Dziś, krótko po godzinie czwartej do dyżurnego z Komendy Powiatowej Policji w Busku – Zdroju wpłynęło dramatycznie brzmiące wezwanie. Zatelefonował mężczyzna, który informował, że z mieszkania na jednym z buskich osiedli dochodziło wołanie o pomoc. Na miejsce natychmiast pojechali mundurowi pełniący służbę patrolową.
Zastali tam 45-letniego mężczyznę, który wskazał lokal, z którego dochodziły niepokojące odgłosy. Drzwi do pomieszczenia były zamknięte. Policjanci podjęli decyzję o wejściu do pomieszczenia. Pokonali zamknięte drzwi i po chwili zauważyli leżącą na podłodze seniorkę.
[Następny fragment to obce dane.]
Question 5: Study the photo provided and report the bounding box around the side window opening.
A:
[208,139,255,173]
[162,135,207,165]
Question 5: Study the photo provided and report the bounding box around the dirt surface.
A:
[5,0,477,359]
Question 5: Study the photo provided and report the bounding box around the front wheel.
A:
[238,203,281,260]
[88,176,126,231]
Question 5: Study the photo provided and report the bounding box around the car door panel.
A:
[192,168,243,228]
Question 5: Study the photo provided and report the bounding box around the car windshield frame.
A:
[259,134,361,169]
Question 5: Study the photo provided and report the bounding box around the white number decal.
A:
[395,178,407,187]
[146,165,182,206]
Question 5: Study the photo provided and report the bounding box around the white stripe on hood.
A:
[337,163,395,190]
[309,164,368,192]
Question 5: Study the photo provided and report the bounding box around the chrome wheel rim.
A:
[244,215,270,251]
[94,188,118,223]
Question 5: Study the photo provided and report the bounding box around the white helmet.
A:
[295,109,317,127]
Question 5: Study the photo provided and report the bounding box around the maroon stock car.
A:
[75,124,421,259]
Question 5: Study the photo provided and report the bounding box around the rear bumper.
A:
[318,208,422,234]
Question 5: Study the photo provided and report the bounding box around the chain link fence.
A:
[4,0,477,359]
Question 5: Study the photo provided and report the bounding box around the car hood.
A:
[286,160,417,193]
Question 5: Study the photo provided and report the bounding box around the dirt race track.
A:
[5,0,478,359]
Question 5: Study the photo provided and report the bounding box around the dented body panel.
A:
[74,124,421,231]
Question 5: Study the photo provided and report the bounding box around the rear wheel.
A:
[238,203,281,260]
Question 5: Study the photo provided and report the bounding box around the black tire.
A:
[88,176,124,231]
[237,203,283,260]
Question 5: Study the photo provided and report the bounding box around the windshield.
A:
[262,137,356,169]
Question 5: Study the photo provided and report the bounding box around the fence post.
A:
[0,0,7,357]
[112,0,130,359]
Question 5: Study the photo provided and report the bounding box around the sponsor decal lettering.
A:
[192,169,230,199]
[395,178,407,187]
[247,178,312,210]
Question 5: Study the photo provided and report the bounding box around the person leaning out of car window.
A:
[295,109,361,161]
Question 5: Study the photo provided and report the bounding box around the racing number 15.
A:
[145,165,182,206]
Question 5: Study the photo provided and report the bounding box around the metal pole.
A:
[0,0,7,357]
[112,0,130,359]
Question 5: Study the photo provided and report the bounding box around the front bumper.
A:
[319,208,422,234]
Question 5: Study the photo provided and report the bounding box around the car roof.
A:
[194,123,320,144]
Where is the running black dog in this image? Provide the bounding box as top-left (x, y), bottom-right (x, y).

Jak zrelacjonowała kobieta, wczoraj późnym wieczorem przewróciła się w łazience, pomału przeczołgała się do sypialni, gdzie miała pozostawiony telefon. Niestety zabrakło już sił, żeby po niego sięgnąć. Zrozpaczona, mieszkająca samotnie 83-latka zaczęła po imieniu wzywać na pomoc członków swojej rodziny. Wołanie usłyszał sąsiad, który powiadomił służby. Dzięki jego informacji, zaangażowaniu i zdecydowanemu działaniu stróżów prawa, kobieta trafiła do szpitala pod opiekę lekarzy. Mieszkanie zabezpieczyła przybyła na miejsce zdarzenia córka.